Quid d’un défi français ?
Je ne suis pas très optimiste, le secret de l’America’s Cup, c’est de trouver au départ un mécène qui te paie un tiers du projet et peut te permettre de véritablement lancer le projet, ensuite, il est plus facile de trouver des sponsors. A mon avis, ça ne peut pas démarrer sans l’apport initial d’un investisseur privé.

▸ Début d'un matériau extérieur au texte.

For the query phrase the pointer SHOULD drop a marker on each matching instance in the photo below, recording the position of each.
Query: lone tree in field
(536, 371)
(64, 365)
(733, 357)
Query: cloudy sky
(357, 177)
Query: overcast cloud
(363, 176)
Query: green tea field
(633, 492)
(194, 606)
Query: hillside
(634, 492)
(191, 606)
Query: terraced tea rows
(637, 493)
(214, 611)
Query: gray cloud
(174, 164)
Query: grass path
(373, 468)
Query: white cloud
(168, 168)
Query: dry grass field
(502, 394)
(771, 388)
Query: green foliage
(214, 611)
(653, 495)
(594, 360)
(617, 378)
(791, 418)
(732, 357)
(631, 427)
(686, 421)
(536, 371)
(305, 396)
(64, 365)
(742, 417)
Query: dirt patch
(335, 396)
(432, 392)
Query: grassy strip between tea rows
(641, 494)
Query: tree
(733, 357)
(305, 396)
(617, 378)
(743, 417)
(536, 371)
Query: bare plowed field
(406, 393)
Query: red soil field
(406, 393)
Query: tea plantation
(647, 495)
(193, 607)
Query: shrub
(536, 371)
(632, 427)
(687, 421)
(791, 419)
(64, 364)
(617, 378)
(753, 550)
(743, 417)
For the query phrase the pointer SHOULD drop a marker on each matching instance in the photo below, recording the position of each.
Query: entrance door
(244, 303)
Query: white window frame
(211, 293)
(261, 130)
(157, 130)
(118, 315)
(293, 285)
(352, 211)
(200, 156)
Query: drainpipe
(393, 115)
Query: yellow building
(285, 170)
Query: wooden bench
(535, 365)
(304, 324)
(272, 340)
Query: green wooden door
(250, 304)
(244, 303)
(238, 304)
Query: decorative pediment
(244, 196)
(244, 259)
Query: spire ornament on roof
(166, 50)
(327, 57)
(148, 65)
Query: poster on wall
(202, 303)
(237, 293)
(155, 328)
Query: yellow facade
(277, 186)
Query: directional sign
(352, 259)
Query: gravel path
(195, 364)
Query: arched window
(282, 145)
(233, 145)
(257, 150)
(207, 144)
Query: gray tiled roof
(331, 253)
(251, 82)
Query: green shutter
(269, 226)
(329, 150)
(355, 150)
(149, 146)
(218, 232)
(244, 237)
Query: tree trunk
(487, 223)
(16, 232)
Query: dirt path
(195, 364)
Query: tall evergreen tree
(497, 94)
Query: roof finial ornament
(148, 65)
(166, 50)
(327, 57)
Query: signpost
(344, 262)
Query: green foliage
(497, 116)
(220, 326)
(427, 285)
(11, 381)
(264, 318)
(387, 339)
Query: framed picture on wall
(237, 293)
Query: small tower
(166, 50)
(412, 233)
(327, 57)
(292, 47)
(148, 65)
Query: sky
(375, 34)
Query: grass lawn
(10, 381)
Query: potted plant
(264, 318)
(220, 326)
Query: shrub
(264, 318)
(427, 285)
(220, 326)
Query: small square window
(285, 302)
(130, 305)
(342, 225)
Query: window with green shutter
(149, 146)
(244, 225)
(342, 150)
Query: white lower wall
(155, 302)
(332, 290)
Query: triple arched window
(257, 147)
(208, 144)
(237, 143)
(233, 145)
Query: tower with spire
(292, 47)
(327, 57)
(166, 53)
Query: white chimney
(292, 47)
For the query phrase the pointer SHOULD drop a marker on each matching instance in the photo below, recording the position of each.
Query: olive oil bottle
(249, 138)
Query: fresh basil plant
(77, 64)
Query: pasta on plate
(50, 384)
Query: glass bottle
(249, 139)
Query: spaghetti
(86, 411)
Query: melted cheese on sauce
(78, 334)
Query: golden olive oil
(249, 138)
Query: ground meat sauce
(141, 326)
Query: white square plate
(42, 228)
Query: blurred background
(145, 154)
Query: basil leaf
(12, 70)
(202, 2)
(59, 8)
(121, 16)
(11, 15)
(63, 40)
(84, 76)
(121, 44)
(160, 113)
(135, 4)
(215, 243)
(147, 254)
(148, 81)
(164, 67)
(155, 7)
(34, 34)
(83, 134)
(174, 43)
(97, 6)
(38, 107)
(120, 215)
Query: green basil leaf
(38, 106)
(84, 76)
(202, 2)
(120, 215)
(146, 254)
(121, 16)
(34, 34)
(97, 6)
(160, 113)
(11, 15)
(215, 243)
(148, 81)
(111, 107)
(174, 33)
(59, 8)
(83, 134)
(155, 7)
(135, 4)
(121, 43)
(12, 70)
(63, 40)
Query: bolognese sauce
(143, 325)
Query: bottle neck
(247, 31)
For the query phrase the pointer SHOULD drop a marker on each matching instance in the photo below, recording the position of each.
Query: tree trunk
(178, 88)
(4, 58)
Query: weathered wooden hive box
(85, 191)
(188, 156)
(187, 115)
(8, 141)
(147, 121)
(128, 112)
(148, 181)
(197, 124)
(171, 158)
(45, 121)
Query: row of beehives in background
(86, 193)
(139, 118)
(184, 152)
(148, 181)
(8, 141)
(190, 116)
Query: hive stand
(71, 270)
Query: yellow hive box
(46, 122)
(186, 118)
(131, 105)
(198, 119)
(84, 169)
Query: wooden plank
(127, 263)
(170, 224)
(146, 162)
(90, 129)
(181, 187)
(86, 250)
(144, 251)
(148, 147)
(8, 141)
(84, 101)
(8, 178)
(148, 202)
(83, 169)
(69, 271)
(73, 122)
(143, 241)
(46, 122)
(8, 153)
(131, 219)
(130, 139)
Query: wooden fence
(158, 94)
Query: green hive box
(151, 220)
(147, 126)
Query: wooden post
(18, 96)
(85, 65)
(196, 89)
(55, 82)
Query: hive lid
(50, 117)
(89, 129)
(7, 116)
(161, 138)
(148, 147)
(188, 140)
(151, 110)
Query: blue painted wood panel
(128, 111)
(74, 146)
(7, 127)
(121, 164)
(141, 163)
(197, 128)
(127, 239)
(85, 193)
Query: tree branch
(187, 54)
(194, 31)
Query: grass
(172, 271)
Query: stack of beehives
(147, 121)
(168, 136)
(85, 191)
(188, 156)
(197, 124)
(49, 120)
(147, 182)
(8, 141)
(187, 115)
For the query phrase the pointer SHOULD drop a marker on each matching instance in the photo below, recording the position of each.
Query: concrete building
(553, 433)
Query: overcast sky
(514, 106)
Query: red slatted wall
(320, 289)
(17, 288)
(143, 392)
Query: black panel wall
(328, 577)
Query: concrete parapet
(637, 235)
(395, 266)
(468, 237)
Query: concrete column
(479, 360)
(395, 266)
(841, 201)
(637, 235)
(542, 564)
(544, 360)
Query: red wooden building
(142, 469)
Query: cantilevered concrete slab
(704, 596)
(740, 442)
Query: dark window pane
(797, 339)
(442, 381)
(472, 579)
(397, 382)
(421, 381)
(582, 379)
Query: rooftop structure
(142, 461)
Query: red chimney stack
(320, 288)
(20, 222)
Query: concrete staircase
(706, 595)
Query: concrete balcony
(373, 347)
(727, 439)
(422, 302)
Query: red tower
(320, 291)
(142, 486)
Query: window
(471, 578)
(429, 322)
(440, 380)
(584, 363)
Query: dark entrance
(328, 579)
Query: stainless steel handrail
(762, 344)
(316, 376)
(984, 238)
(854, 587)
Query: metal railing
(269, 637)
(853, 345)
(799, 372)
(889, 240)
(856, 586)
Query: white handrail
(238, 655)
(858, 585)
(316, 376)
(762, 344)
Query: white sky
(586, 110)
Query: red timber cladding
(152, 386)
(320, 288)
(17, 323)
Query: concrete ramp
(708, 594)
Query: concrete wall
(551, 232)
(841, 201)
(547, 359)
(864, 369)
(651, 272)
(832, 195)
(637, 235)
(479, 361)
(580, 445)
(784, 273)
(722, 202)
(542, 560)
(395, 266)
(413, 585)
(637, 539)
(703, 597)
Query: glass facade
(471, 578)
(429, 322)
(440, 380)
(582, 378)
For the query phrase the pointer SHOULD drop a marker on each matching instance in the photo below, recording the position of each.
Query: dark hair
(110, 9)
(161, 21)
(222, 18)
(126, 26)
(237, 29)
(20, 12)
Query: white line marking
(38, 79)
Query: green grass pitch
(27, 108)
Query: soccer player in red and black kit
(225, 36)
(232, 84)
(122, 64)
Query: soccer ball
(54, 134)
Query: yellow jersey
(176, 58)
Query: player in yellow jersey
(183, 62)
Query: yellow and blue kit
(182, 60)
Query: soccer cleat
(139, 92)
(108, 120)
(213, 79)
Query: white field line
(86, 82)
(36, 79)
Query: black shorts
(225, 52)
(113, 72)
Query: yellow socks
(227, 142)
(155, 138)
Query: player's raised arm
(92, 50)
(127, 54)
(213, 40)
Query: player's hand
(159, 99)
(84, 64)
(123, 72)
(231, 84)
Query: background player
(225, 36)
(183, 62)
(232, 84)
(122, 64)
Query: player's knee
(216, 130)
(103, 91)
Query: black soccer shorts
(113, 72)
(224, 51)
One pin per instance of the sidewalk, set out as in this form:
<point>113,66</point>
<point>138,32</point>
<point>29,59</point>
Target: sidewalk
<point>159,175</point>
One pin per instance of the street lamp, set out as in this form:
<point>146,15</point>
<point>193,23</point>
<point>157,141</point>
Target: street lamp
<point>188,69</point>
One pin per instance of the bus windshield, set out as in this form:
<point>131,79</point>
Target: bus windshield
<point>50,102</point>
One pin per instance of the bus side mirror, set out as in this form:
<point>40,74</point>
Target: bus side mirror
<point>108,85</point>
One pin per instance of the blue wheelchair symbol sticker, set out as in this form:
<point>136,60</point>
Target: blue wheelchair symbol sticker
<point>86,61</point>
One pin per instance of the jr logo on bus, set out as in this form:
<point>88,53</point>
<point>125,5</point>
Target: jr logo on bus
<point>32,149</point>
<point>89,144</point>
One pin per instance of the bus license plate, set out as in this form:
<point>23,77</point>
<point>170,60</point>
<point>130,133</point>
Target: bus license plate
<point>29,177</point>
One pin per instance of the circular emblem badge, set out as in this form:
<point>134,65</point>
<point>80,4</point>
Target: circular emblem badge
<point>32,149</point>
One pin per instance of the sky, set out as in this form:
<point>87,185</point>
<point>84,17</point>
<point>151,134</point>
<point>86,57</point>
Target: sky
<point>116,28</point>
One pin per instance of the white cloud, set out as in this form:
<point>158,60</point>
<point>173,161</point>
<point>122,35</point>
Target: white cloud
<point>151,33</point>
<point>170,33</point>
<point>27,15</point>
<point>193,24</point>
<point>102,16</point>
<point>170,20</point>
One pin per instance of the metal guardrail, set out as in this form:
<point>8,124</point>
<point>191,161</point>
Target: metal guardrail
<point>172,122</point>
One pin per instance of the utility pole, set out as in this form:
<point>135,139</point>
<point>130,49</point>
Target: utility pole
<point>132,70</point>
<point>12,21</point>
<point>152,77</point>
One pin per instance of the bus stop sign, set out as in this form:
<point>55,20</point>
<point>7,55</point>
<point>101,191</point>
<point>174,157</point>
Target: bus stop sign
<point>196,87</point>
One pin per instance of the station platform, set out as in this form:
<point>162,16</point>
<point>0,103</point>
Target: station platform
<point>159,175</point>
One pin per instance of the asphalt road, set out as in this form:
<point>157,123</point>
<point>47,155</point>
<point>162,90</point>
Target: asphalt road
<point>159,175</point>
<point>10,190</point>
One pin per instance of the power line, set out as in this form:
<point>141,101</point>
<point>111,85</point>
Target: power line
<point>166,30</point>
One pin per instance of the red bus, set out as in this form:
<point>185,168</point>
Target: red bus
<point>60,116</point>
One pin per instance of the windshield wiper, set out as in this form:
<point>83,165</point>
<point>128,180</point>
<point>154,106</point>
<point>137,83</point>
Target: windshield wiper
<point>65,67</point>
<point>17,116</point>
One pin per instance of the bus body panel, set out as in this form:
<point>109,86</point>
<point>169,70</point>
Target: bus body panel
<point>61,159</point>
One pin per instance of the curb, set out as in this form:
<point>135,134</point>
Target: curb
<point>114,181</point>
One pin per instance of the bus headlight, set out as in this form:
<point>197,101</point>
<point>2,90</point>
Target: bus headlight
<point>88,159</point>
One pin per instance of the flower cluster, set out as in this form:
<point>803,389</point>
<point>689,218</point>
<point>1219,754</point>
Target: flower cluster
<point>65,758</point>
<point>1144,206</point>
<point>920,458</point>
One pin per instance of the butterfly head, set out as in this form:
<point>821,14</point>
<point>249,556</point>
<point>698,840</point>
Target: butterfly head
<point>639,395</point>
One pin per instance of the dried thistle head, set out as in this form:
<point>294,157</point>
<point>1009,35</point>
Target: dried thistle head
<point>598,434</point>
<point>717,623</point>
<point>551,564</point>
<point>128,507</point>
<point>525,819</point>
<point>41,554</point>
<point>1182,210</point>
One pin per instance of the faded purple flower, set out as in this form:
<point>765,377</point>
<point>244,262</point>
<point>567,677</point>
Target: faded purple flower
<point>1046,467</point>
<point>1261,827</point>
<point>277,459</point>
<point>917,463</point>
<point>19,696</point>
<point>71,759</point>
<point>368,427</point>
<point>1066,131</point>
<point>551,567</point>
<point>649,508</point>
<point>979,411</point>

« Challenger of record et organisateur en même temps, ça ne peut pas marcher« 

 Comme Patrizio Bertelli avec Luna Rossa Prada Pirelli. Cette campagne a-t-elle coûté beaucoup aux Italiens, qui ont en outre organisé en amont les America’s Cup World Series en décembre puis la Prada Cup ?
Non, ils ont dépensé à peu près comme tout le monde, 120 millions d’euros pour le budget de l’équipe, et à peu près 20 millions pour la Prada Cup qui est selon moi de loin le meilleur investissement de la Coupe. Le ticket est archi-rentable, je suis bien placé pour le dire, puisque je m’en occupais avant avec la Louis Vuitton Cup, la visibilité est énorme. Prada va arrêter pour la prochaine fois, parce que ça s’est très mal passé avec les Néo-Zélandais, mais je pense que les organisateurs n’auront aucun mal à trouver quelqu’un d’autre.

Est-ce inévitable que ça se passe mal entre un defender et son challenger of record ?
Ça l’est quand tu es à la fois challenger of record et organisateur, ça ne peut pas marcher, le ver était dans le fruit, j’ai vécu ça tous les jours ici, ça a été très difficile. Le secret de la longévité du partenariat avec Louis Vuitton, c’est qu’on n’avait jamais soutenu une équipe, alors qu’on a eu énormément d’opportunités. Certains, y compris chez Vuitton, nous poussaient pour mettre de l’argent sur des projets japonais ou chinois, on ne l’a jamais accepté. Donc pour que ça se passe bien, il faudra que le futur sponsor n’ait aucun lien avec une équipe.